Mr C. Pearson read an address by Major Cartwright in his own defence, which occupied four hours and a half. Mr Lewis spoke in his own defence. Mr Vaughan replied.

The Lord Chief Baron summed up, and charged the Jury, who, after retiring for twenty minutes, brought in a verdict of Guilty, against all the defendants.

Bills of exceptions were taken against the manner in which the Jury had been struck, and were argued in the Court of King's Bench; but as the decision upon them was not given during the present year, we shall reserve till next Volume our report of the proceedings.

TRIAL OF THE SCOTTISH INSURGENTS MADE PRISONERS AT BONNY MUIR.

STIRLING, 23d June, 1820.

As cases of treason are tried by English law, and cannot be brought before the ordinary Scottish Courts, a Special Commission was appointed by the crown, consisting of all the members of the Scottish Court of Justiciary, with the addition of Sir Samuel Shepherd, Chief Baron of Exchequer, and Mr Adam, Lord Commissioner of the Jury Court.

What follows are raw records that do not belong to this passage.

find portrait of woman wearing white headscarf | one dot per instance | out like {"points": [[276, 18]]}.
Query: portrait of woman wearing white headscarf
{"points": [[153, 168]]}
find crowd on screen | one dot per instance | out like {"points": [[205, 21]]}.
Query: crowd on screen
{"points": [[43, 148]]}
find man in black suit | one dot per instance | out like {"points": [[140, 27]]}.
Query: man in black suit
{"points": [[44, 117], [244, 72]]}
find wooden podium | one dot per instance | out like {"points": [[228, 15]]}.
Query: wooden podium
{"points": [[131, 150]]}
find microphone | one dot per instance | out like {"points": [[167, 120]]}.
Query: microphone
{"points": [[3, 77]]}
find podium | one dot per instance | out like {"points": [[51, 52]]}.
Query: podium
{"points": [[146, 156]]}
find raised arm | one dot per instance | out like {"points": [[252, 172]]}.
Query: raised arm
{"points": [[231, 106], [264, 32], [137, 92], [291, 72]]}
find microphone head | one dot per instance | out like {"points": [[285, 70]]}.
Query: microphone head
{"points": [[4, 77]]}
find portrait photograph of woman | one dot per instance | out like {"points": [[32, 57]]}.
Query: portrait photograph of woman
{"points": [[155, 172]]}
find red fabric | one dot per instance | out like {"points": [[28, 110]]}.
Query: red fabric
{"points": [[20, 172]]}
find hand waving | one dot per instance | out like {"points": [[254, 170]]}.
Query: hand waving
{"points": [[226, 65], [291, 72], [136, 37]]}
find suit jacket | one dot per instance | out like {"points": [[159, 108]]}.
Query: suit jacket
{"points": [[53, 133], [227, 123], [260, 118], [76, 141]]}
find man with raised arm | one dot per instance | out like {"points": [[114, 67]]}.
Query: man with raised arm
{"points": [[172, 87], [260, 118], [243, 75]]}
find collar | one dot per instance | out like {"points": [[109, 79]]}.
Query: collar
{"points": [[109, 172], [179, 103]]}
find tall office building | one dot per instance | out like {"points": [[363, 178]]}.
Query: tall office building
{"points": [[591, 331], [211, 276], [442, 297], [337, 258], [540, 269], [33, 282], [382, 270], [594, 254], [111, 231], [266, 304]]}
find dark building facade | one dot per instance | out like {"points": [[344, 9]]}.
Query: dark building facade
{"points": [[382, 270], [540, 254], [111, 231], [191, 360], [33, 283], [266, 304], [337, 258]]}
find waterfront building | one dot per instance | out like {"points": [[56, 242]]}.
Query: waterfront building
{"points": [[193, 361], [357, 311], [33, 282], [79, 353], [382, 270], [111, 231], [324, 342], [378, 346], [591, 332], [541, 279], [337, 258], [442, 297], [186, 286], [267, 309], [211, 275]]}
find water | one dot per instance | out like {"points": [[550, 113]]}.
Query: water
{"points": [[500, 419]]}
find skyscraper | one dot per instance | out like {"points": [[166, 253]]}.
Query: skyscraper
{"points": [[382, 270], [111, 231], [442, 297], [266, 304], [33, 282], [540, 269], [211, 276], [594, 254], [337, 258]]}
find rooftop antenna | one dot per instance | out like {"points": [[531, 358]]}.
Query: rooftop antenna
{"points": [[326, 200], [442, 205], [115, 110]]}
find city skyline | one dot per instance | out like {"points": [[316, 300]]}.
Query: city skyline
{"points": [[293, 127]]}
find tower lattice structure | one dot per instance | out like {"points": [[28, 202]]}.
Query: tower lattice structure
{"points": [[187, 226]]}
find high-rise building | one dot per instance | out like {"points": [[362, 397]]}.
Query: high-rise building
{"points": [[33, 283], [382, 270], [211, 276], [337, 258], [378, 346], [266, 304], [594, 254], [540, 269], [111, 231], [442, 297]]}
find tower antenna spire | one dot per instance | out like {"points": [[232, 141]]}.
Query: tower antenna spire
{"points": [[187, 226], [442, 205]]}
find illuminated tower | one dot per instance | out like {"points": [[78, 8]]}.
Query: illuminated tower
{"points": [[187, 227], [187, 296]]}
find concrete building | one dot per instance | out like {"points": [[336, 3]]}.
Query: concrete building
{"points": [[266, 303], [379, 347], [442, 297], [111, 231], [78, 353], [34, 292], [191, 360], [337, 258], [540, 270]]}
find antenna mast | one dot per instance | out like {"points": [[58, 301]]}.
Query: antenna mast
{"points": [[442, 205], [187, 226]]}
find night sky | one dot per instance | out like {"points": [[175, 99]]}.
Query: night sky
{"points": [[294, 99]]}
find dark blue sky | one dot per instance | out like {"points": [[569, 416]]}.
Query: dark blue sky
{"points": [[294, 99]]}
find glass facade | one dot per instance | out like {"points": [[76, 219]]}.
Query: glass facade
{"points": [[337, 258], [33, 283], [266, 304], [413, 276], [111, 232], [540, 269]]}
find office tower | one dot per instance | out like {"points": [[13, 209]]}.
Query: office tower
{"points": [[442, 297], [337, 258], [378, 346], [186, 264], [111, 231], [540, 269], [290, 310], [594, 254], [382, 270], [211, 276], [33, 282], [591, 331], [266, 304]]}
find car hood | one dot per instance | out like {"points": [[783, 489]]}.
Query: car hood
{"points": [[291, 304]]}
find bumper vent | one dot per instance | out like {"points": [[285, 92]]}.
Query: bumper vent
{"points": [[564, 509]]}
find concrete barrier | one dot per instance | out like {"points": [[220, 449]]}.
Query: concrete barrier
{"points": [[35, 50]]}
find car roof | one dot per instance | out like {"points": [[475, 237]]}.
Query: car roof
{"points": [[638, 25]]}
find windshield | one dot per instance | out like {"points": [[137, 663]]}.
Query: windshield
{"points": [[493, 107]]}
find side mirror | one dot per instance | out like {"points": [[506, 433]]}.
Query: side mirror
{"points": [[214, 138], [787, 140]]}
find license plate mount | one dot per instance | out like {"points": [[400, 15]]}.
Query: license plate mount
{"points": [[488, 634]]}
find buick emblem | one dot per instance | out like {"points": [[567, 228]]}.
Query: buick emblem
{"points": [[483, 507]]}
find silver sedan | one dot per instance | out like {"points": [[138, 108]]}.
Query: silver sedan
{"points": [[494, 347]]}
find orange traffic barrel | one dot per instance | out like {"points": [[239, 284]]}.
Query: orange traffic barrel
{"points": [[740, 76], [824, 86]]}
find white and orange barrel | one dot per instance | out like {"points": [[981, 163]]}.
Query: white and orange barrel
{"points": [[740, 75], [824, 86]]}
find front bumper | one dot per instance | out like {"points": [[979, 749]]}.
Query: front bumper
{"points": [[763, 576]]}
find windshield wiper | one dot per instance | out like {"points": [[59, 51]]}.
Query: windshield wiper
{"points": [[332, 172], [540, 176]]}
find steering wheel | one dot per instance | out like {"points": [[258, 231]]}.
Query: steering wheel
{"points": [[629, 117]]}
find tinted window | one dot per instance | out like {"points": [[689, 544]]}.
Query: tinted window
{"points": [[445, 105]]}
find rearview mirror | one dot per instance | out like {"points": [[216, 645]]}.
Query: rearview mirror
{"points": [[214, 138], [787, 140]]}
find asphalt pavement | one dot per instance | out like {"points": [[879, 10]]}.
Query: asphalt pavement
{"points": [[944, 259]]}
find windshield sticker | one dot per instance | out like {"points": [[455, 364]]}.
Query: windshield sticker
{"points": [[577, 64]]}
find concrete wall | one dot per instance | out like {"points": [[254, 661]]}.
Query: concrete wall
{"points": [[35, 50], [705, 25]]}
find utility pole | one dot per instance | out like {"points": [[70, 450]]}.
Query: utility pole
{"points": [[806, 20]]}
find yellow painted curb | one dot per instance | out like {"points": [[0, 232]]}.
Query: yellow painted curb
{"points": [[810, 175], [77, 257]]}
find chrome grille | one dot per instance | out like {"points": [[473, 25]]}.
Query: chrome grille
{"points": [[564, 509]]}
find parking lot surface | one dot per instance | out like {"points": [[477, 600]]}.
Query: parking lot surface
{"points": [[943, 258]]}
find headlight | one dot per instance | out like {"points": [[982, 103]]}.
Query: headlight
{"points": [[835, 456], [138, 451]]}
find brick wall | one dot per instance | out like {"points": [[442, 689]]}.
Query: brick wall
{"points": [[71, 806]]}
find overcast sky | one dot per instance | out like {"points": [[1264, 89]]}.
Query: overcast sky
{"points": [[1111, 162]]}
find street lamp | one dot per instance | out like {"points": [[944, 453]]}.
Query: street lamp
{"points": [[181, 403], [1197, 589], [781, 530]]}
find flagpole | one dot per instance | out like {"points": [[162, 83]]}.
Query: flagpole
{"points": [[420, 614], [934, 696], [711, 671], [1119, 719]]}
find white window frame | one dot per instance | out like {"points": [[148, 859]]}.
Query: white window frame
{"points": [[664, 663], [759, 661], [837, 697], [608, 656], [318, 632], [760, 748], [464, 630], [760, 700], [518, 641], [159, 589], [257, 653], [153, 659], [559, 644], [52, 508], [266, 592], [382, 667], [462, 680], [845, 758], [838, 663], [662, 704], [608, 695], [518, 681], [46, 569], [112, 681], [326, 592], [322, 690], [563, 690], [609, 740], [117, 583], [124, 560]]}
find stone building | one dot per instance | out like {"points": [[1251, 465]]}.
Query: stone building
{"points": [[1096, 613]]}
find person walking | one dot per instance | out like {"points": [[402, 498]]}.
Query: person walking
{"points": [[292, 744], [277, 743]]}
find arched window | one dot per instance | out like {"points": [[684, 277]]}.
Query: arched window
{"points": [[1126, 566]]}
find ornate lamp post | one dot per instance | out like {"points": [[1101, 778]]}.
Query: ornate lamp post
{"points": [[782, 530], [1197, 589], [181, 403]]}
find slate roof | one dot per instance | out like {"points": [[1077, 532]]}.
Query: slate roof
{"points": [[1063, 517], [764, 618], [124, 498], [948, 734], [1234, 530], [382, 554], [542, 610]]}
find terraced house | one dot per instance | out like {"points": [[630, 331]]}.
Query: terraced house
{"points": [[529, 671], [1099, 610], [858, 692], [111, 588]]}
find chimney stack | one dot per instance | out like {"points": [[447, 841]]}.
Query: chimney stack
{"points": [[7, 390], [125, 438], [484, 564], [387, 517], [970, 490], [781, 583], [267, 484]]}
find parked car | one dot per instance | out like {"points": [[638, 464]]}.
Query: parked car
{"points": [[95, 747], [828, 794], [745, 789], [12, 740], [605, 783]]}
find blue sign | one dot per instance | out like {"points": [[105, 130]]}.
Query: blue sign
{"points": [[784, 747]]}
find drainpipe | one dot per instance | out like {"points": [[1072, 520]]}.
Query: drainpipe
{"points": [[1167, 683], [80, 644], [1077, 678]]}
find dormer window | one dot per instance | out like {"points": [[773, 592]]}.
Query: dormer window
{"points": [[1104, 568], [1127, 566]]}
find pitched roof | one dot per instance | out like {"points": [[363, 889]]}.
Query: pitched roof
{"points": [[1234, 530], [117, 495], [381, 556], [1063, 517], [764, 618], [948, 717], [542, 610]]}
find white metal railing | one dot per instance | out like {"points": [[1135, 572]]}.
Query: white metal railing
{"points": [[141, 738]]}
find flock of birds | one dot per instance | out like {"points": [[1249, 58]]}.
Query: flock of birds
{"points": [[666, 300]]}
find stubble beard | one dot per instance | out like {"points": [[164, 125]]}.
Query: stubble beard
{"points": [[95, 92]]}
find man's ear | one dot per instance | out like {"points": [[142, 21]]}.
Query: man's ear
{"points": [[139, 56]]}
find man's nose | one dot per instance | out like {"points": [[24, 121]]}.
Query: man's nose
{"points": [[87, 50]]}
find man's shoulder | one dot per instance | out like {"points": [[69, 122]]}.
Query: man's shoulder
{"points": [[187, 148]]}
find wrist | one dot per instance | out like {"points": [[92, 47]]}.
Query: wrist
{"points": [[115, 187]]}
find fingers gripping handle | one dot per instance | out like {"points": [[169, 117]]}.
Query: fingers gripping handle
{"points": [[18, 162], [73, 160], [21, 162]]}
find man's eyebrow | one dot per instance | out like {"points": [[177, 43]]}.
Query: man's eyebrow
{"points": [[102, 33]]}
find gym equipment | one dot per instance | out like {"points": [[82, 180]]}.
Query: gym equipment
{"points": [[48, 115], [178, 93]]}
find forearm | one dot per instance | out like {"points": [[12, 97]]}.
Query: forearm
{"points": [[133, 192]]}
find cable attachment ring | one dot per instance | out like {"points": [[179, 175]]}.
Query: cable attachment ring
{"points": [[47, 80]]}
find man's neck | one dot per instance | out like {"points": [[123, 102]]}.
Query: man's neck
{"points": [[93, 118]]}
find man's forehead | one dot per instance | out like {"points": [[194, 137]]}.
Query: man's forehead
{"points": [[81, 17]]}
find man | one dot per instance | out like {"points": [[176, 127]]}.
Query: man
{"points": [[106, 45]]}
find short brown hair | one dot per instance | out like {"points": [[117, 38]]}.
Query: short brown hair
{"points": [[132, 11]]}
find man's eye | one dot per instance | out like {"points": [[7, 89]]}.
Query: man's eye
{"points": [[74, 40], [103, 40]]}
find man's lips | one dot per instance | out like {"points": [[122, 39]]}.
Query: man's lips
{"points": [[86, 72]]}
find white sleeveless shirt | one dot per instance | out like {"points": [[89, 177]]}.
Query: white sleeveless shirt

According to English law, it was necessary, that the indictment should be submitted to a Grand Jury; and as this body, as well as trial for treason, was new to Scotland, the LORD PRESIDENT, on the Jury being impanelled,

delivered to them a CHARGE, illustrative of their duties, and of the law of treason. The following are the principal heads :

Trials for treason have been of very rare occurrence in this country. Not that we have been without materials in Scotland; for the two rebellions in 1715 and 1745 furnished a numerous list of traitors; but, by special sta tutes, the trials then all took place in England.

The cases of Watt and Downie, in 1794, are, I believe, the only trials for treason which have taken place in Scotland since the Union.